Black-Eyed Suzie

by Susan Shaw

ISBN-10: 1590785339

“I live in a box with four sides, tall and brown. I cannot get out.” With these words, readers enter the world of Suzie, a dark-eyed twelve-year-old who desperately needs to feel safe and worthy of love. Suzie’s “box” is a psychological prison. In it, she sits with arms wrapped around her legs, feet on the cushion of a gold living room chair, knees pressed against her chin. She can no longer eat, sleep, speak, or walk. Although she doesn’t know it, living in a box threatens her life. Suzie’s mother, a singer who feels she sacrificed her career in order to raise a family, insists that Suzie is just “going through a stage.” Suzie’s father is rarely home. Only Suzie’s older sister Deanna makes an effort to understand what’s happening, but even Deanna can’t help. Life begins to change when Suzie’s Uncle Elliot stops by unexpectedly. Realizing at once that Suzie is in serious trouble, Elliot demands that she be taken to a hospital.

Suzie suddenly finds herself in St. Dorothy’s, a mental hospital where she begins a long and fear-filled journey. Here, she meets an understanding therapist named Stella and a boy named Joshua, who offers his friendship while struggling with a tragedy of his own. However, Suzie also meets Karen, a patient on the ward who both terrorizes and challenges her. To make sense of her world, Suzie must piece together a puzzle that involved seemingly unrelated clues—a broken bicycle, a torn picture, peacock feathers, ducks swimming in a pond on the hospital ground, a batch of burned cookies. When the pieces finally come together, they reveal a secret that will change Suzie’s life forever. However, they also give her a chance to regain her voice and reclaim her spirit.

Reviews

Twelve-year-old Suzie has completely lost touch with reality. She is unable to eat, talk, sleep, or walk and sits in a cramped fetal position and cries. Her mother is infuriated by this "stage" she’s in; her father is concerned but distant. It is only when Suzie’s uncle forces the family to acknowledge that something is wrong and she is hospitalized that the child can begin to heal. The book is narrated by the inner voice of a character who can’t speak because she simply “doesn’t have any words,” and she is the only character who is fully developed. Details of the abuse that caused Suzie’s breakdown slowly emerge, but when the girl is confronted with the danger her older sister is in, she heroically responds.

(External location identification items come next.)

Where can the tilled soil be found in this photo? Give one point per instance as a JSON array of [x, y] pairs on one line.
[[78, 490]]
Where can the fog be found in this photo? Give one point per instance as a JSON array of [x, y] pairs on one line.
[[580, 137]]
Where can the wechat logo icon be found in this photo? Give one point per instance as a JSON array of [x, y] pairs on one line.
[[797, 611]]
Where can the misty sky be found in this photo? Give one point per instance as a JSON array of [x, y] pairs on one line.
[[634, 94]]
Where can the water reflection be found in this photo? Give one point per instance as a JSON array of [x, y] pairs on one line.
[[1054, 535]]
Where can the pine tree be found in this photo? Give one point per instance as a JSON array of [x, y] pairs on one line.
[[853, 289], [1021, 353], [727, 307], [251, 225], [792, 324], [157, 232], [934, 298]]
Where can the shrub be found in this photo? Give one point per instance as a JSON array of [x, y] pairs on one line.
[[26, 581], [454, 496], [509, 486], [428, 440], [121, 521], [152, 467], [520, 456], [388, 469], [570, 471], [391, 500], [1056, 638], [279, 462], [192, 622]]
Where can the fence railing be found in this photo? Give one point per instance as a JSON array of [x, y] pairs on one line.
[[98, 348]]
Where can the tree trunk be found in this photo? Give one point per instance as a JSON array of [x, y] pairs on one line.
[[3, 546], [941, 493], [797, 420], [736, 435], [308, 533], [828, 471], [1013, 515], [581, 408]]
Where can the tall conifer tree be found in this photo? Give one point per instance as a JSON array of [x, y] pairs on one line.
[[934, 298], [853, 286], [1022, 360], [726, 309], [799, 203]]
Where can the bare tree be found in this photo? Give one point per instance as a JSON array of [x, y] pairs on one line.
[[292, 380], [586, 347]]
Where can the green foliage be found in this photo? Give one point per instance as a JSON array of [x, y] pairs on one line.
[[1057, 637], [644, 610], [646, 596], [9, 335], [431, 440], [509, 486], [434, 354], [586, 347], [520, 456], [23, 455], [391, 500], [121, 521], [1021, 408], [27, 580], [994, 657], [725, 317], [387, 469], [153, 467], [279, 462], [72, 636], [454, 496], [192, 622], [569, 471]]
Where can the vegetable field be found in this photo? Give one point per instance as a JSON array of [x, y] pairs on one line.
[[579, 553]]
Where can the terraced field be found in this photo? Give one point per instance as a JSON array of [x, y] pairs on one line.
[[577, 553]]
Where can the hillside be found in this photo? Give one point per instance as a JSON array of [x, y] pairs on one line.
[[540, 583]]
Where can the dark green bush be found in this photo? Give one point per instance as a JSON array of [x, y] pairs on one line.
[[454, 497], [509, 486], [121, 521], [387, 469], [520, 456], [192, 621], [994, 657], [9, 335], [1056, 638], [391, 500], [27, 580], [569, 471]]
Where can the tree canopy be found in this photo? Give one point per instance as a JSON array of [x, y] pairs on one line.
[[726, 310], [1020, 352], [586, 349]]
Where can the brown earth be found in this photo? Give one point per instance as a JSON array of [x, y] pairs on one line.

Once the truth is revealed, Suzie’s recovery is unrealistically quick, but this is a riveting story that could well serve to help other children deal with a difficult family situation.
Mental illness is movingly portrayed in this first novel. Twelve-year-old Suzie has become nearly catatonic; she cannot eat, sleep, or talk, but spends her days hunched in a chair. Only in this position does she feel safe from her mother’s wrath. A concerned uncle sees her in this state and gets her into a mental hospital, where, with the help of empathetic caregivers and an excellent therapist, she finds the courage to talk about her mother’s physical abuse. Short, diary like episodes immerse the reader in Suzie’s worlds, both her real world of physical and verbal abuse and the seductive, cocoon like fantasy world she embraces to escape her mother. Suzie’s recovery seems a bit quick, and remarkably without any setbacks or regression; but Shaw’s depiction of the intricate family dynamics that support an abusive situation is both realistic and sympathetic.